# Mapquest sorta for PDA



## Fyzbo (Feb 6, 2002)

I have a palm pda and I was wondering if there is software out there that will work like mapquest does. You put in two addresses and it provides step by step directions. I know the database must be huge, but that is what SD cards are for. I have been searching and most of the stuff I find is for a GPS locator, I don't have one and do not plan on paying for one. So any suggestions?


----------



## johnnyburst79 (Aug 16, 2005)

Do you have webaccess? I think the maps would be quite large and not fit on an SD card. You could access maps.google.com I would think.


----------



## Fyzbo (Feb 6, 2002)

I don't have internet access while driving in a car.
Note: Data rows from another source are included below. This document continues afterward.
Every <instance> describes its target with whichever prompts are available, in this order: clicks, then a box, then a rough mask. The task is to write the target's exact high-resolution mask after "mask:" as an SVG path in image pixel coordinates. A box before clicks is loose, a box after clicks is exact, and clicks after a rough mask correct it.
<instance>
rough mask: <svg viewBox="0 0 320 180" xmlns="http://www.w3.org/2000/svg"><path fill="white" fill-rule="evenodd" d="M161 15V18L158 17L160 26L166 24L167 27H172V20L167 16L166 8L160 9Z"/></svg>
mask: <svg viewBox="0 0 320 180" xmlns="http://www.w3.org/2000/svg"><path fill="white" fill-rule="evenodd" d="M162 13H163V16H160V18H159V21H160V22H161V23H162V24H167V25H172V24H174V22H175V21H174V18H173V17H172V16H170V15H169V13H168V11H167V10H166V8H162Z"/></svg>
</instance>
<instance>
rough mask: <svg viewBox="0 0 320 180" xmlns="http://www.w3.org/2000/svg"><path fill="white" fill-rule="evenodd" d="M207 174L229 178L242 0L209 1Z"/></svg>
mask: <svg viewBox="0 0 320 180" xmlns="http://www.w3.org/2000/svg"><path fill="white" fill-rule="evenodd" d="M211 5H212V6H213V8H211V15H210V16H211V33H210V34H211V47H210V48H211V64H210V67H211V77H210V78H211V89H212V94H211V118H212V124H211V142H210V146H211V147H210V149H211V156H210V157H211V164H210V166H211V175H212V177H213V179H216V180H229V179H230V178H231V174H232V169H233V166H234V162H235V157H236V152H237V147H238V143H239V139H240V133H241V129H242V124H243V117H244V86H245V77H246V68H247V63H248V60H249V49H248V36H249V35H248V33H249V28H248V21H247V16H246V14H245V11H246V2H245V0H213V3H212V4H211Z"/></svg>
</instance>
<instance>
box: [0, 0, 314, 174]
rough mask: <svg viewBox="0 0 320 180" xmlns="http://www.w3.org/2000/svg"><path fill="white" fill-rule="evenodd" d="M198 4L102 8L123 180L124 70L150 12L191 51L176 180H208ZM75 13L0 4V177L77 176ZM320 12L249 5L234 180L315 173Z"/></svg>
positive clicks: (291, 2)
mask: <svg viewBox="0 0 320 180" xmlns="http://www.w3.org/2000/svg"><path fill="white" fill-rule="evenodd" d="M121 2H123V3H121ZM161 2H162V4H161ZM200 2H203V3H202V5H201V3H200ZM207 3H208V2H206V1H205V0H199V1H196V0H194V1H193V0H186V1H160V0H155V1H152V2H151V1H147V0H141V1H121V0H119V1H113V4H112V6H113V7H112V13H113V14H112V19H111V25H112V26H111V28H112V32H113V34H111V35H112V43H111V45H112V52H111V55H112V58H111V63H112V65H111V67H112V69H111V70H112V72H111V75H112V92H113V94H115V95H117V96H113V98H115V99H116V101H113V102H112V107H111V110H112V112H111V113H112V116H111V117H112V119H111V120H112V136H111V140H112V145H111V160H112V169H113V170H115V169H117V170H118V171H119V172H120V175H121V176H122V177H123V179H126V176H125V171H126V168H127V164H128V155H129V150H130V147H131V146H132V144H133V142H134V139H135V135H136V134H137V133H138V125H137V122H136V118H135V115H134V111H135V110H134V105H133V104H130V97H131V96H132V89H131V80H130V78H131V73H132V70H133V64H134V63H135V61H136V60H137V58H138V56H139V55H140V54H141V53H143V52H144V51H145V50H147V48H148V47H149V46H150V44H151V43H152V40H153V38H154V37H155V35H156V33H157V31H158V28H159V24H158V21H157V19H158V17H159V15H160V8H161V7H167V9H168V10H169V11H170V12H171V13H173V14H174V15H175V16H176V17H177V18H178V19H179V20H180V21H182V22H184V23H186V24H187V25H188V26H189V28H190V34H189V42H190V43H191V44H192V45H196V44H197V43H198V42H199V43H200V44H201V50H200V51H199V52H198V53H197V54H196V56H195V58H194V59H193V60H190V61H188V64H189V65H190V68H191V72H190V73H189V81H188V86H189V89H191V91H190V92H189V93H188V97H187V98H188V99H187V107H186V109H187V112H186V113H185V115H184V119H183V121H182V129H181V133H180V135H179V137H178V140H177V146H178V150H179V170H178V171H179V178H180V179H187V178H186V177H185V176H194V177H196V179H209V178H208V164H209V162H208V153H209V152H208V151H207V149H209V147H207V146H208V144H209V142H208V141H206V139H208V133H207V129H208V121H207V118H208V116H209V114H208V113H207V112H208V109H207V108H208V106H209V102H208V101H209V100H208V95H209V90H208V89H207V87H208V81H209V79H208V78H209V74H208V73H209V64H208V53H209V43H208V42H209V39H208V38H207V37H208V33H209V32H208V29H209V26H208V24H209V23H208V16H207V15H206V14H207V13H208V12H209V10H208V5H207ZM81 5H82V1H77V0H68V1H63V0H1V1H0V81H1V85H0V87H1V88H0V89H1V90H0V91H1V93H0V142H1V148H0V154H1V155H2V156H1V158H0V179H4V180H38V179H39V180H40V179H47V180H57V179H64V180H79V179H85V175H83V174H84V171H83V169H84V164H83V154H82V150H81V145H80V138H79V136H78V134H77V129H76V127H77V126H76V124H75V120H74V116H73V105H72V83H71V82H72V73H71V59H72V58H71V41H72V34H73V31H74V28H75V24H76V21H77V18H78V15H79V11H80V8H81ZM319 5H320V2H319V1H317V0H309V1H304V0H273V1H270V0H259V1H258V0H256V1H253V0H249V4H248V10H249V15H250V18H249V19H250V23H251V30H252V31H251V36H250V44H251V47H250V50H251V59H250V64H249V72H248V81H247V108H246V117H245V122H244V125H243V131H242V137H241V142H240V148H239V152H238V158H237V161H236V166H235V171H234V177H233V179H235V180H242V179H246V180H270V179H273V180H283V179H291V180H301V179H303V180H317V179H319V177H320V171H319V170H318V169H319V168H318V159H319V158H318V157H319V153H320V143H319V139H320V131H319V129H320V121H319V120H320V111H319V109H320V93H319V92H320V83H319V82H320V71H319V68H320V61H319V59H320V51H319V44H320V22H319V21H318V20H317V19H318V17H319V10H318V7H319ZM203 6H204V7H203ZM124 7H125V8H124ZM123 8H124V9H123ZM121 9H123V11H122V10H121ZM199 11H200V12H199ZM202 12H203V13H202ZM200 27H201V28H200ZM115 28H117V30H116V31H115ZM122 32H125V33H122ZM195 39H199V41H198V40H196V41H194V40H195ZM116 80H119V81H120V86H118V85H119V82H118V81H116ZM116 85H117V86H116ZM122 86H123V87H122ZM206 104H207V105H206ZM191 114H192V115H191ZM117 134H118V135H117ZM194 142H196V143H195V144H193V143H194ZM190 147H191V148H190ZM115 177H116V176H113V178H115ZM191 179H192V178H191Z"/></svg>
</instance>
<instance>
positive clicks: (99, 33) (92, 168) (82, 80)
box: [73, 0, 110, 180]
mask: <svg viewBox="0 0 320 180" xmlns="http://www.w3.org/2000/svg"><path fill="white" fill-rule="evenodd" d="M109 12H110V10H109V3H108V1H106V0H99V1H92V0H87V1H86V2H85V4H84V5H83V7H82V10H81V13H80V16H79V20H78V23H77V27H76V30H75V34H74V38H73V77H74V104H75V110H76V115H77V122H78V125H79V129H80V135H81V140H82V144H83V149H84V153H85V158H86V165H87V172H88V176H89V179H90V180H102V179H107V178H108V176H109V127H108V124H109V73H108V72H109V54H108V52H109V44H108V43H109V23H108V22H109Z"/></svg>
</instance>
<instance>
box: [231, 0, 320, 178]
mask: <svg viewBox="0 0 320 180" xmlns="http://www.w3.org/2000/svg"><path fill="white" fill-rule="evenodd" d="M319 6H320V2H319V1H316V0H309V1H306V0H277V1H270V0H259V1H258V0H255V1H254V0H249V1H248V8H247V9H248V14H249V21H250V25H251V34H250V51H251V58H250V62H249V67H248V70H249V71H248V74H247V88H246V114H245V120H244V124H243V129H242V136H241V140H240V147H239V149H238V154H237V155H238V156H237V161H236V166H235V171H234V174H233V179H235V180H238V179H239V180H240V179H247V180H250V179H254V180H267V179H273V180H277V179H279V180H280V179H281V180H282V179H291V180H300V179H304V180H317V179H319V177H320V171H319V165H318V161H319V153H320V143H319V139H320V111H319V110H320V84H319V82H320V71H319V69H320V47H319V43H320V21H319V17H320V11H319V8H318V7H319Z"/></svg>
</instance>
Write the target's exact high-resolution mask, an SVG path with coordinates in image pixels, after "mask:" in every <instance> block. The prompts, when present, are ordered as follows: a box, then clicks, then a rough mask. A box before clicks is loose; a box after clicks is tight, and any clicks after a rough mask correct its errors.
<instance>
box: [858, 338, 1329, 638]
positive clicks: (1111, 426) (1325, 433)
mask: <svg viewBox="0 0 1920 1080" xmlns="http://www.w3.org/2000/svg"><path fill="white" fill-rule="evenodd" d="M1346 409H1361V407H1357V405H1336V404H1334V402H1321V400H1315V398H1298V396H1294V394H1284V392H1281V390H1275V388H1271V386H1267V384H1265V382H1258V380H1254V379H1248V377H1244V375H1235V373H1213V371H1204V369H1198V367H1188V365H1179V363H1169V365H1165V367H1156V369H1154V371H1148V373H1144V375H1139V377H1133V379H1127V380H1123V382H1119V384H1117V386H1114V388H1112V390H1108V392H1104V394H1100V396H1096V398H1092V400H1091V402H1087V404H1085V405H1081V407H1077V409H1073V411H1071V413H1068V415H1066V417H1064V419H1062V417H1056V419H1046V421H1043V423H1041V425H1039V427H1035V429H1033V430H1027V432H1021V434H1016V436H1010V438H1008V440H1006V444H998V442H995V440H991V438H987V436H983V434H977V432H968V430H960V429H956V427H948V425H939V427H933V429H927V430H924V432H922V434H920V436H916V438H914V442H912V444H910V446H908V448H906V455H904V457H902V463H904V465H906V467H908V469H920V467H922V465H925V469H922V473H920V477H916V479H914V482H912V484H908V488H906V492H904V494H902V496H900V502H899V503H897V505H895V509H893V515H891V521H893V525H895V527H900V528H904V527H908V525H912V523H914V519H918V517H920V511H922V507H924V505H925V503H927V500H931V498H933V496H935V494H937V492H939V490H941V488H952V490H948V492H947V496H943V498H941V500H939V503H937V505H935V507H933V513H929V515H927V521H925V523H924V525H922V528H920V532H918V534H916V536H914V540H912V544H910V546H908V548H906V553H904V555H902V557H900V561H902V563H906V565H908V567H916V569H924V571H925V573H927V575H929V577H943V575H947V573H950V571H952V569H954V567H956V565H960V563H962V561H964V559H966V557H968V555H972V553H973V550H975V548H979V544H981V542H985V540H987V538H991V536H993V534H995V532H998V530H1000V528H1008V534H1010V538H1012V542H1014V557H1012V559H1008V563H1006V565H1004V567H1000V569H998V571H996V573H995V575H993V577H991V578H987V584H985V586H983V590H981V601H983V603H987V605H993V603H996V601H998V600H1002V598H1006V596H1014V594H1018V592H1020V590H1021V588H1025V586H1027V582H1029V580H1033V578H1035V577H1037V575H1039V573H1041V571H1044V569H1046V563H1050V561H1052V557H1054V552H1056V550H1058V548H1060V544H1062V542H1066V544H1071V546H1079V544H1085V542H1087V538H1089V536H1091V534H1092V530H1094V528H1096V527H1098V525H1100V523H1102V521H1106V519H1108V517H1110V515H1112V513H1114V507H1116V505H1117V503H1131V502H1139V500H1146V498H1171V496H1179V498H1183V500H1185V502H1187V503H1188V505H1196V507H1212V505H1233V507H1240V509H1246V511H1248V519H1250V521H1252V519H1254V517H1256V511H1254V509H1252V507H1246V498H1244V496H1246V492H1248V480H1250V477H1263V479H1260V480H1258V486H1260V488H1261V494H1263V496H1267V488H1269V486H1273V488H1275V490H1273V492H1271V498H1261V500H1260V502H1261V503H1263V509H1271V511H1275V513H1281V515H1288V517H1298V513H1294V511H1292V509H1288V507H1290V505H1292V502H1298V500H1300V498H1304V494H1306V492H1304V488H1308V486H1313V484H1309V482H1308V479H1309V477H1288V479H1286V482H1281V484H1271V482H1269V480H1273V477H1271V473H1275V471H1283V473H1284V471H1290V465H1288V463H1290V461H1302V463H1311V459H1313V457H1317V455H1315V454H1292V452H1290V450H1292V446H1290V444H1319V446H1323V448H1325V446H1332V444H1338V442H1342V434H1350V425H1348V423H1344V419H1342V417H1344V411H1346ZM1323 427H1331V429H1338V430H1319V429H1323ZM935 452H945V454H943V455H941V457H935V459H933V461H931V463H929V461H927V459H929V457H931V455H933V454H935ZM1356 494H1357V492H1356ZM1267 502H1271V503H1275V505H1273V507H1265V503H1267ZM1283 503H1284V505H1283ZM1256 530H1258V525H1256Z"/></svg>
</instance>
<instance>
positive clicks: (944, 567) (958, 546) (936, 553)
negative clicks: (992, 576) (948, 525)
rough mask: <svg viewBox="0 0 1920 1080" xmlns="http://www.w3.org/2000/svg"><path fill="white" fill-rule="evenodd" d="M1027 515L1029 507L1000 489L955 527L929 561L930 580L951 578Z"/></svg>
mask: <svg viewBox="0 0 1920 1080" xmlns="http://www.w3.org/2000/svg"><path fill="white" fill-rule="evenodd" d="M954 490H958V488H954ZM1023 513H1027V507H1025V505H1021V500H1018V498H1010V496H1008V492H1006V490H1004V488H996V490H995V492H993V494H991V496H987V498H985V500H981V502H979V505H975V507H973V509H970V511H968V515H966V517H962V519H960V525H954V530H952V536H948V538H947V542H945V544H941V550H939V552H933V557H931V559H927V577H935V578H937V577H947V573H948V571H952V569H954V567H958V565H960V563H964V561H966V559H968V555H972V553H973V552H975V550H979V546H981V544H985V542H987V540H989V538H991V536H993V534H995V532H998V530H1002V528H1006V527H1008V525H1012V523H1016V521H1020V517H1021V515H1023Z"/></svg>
If they can make software that can show you a map of where you are based on a GPS location why not based on an address?


----------



## StumpedTechy (Jul 7, 2004)

You can use most GPS software without a GPS locator and it will show you the final destination.. it just won't give you real time driving directions. All you do is set your home to be the address your at and then map to whichever address is in the DB. it gives you a starting port and an ending point.

Also mapquest does give a PDA version - http://www.mapquest.com/pda/ - though this has no to and from address.

Another thing is if you get Avantgo this will allow you to sync the mapquest information of the non dumbed down PDA version directly to your PDA.


----------